昨年12月に東京都内で開かれた、内閣府地方創生推進室主催の「地方創生☆政策アイデアコンテスト2018」の最終審査会にファイナリストとして斜里高が出場し、協賛企業賞を獲得した。本道の代表が全国大会に出場したのは、2016年度の小樽商大に続き2回目となる。
このコンテストは、人の流れや産業構造など官民のビッグデータを可視化できる「地域経済分析システム(RESAS)」を活用して、地域活性化へのアイデアを高校生・中学生以下と大学生以上・一般の部門に分かれて競い合うもの。15年度に始まり、18年度は高校生・中学生以下の部に228件の応募があった。
知床半島や斜里岳、流氷など観光資源が豊富な斜里町だが、知床が世界自然遺産に登録された05年をピークに観光客は減少、近年は110万人前後と伸び悩んでいる。遊覧船やトレッキングなどエコツアーを楽しめる夏季に比べ、冬季の落ち込みが課題となっている。

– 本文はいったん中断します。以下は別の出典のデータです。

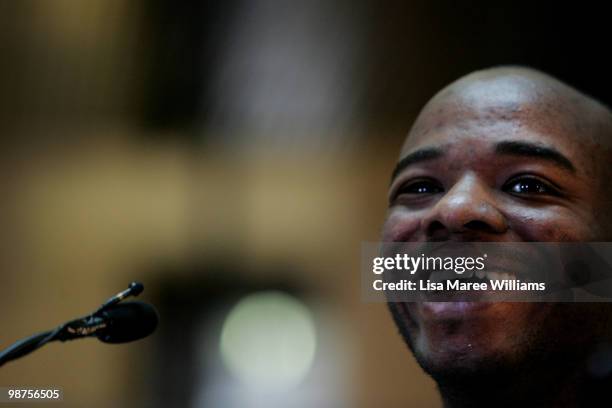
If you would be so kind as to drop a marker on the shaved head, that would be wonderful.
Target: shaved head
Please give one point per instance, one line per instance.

これを踏まえ同高は、冬季の観光振興に目を向け「シリエトク!ウパシから得る感交」をテーマに、コンテストへの応募を決めた。「ウパシ」はアイヌ語で雪を意味し、自然を感じながら多くの人が斜里を訪れ交流してほしいとの願いを込めた。8月に神戸で開催された観光甲子園で銀賞に輝いたのも背中を押した。
生徒たちは夏休みを利用し、アジアや欧米からの観光客に対し冬に体験したいコンテンツを英語のパネルを用いて聞いた。3年生の谷本幸穂さんは、「携帯の写真も見せてもらって、好みを把握した。アジア人は食べ物の写真が多く、欧米人は景色や動物の写真が多い印象だった」と振り返る。
調査で人気だったものを基に、3日間の観光プランを作成。1日目はワカサギ釣りとホーストレッキング、2日目はアイヌ文化とスノートレッキング体験、高校生による知床夜話、3日目は流氷ウオーク、郷土料理のちゃんちゃん焼き作り、流氷フェスへの参加を盛り込んだ。
最終審査会で発表を担当した3年生の水島レイカさんは「斜里の魅力を知ってもらいたい気持ちで乗り切った。これからも多くの人に斜里を訪れてもらいたい」と話していた。